Weekly Covid registered deaths increased slightly from 129 to 151 from the week ending May 7 to the most recent week but this came as a result of the bank holiday weekend at the start of the month

The figures also show influenza and pneumonia are now the underlying cause for nearly three times as many weekly deaths (287) as Covid (108)

Most of the deaths occurred in people age 85 and over (48), followed by those aged 75 to 85 (35), 45 to 64 (32), 65 to 75 (31), and 15 to 45 (five)

Britons were today told not to travel in or out of eight Indian variant hotspots to thwart the spread of the mutant strain and keep lockdown-easing plans on track.

Local councils left reeling by the change today blasted ministers for failing to consult or even inform them about the update, which appears to have been made on May 21 but was only spotted yesterday.

Labour leader Sir Keir Starmer accused ministers of ‘shameful’ behaviour for making the change without telling local people, and demanded they provide clarity ‘fast’. ‘Local lockdowns are the wrong approach for both public health and local economies,’ he said. 

Bolton MP Yasmin Qureshi said she was left ‘gobsmacked’ by the change, adding ‘the least I would expect is a letter or email from (Matt Hancock) or his office as a matter of courtesy’. Newly elected West Yorkshire mayor Tracy Brabin called for the Health Secretary to explain the change to Parliament.

But Cabinet minister Therese Coffey defended the change, telling BBC Radio 4’s Today programme it was ‘sensible’ to issue extra guidance for Indian variant hotspots. The Work and Pensions Secretary said people living in these areas should consider ‘whether it really is essential’ for them to travel, and should limit activities where they risked either passing on or catching the variant.

The Indian variant has already spread to almost half the country, or 151 out of 315 council areas, and is thought to now be the dominant strain in the country having displaced the Kent variant. Estimates suggest it may be around 30 per cent more transmissible but vaccines still work against it.

Dr Adam Kucharski, an epidemiologist and member of a SAGE advisory committee, today warned a ‘substantial amount of cases’ of the Indian variant could translate into hospitalisations — which would put some local health services under increased pressure. 

‘GOBSMACKED’ LOCAL LEADERS CONDEMN THE GOVERNMENT FOR ADVISING AGAINST TRAVEL TO COVID HOTSPOTS 

MPs and local health chiefs voiced shock today after the government advised against travel to Indian variant hotspots – but did not tell anyone about the change for four days.

Politicians said they were ‘gobsmacked’ that the guidance on gov.uk had been updated on Friday to say only ‘essential’ visits should be made to affected areas, without any formal announcement being made.

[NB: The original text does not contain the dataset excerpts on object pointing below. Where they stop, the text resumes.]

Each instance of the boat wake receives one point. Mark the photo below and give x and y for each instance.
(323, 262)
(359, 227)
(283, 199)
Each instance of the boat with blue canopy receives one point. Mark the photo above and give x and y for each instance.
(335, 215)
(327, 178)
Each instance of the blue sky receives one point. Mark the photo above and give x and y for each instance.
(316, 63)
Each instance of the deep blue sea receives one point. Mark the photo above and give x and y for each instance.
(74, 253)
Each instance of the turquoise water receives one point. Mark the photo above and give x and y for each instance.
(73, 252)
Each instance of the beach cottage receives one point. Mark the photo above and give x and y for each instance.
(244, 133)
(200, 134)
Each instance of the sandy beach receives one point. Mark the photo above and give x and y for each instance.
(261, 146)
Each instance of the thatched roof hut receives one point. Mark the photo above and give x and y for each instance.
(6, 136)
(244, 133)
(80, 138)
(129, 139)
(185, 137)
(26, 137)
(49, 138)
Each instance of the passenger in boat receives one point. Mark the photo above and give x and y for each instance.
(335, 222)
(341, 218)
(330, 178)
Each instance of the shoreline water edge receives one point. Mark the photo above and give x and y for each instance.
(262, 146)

People are being urged not to move in or out of Bolton, Blackburn, Kirklees, Bedford, Burnley, Leicester, Hounslow and North Tyneside unless it is unavoidable – although there is no legal restriction.

A televised press briefing on Wednesday, which focused heavily on the Indian variant, did not reference any specific travel measures for the affected areas.

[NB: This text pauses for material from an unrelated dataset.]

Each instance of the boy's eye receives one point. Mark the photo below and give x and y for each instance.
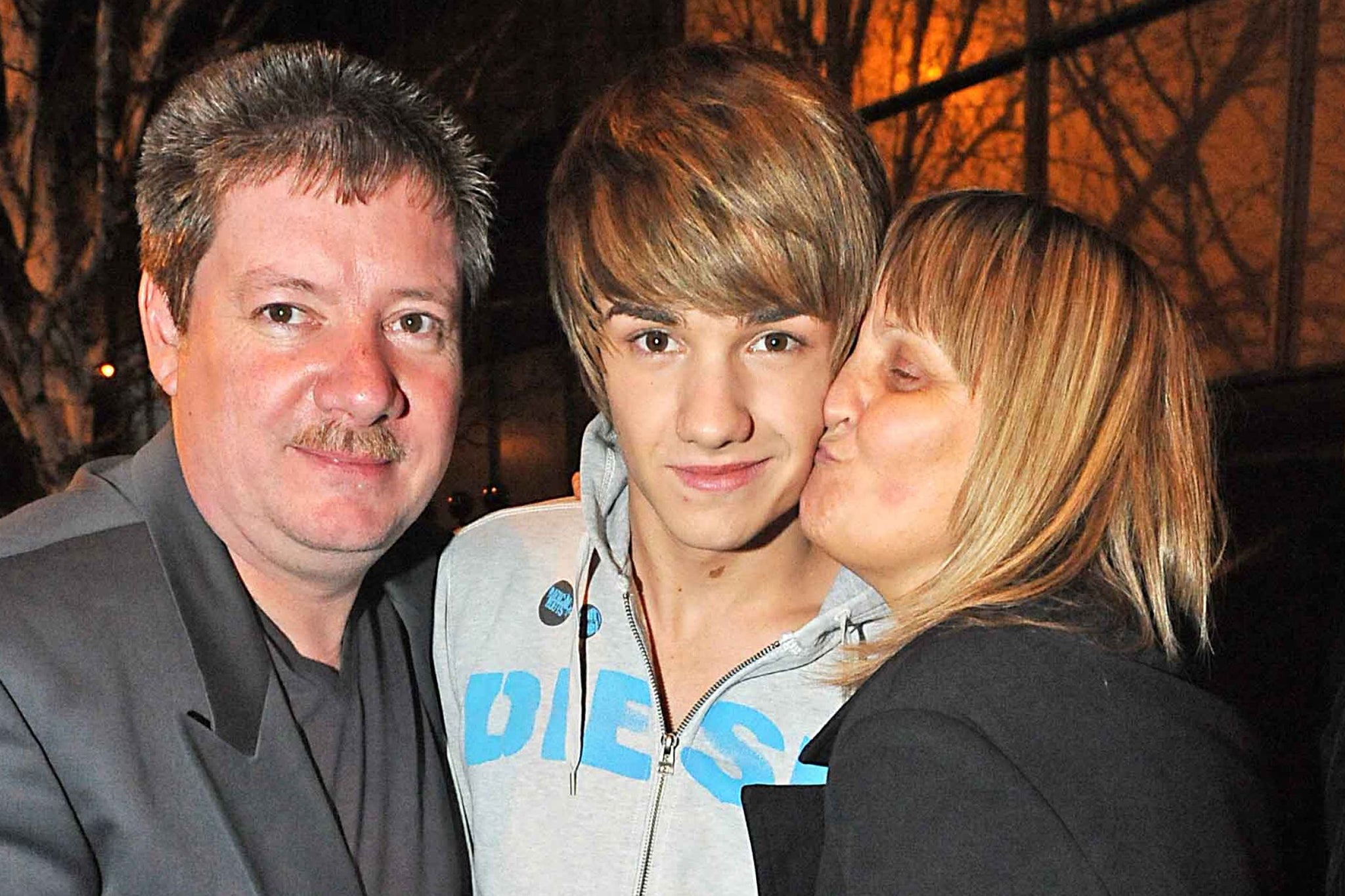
(653, 341)
(775, 343)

Labour MP Ruth Cadbury ridiculed the restrictions on Hounslow in London, pointing out that the Picadilly line and the A4 both run through the borough to Heathrow Airport.

It comes as Britons are being warned they may be forced to isolate for 10 days if they come into contact with an infected person after June 21 even if they have been fully vaccinated.

The threat of having to quarantine will likely undermine plans to return to normality next month, even for those who have received two Covid jabs.

It could also mean a far slower return to the office for some, as a single infection could still spark a mass quarantine of staff, even if most have been vaccinated. Having a subsequent negative test would not be enough to bring about an end to the quarantine.

Government sources say it is crucial that the contract tracing system stay in place because it is still possible for vaccinated people to pass on coronavirus. One told The Telegraph: ‘There is still a risk of getting the virus and spreading it on.’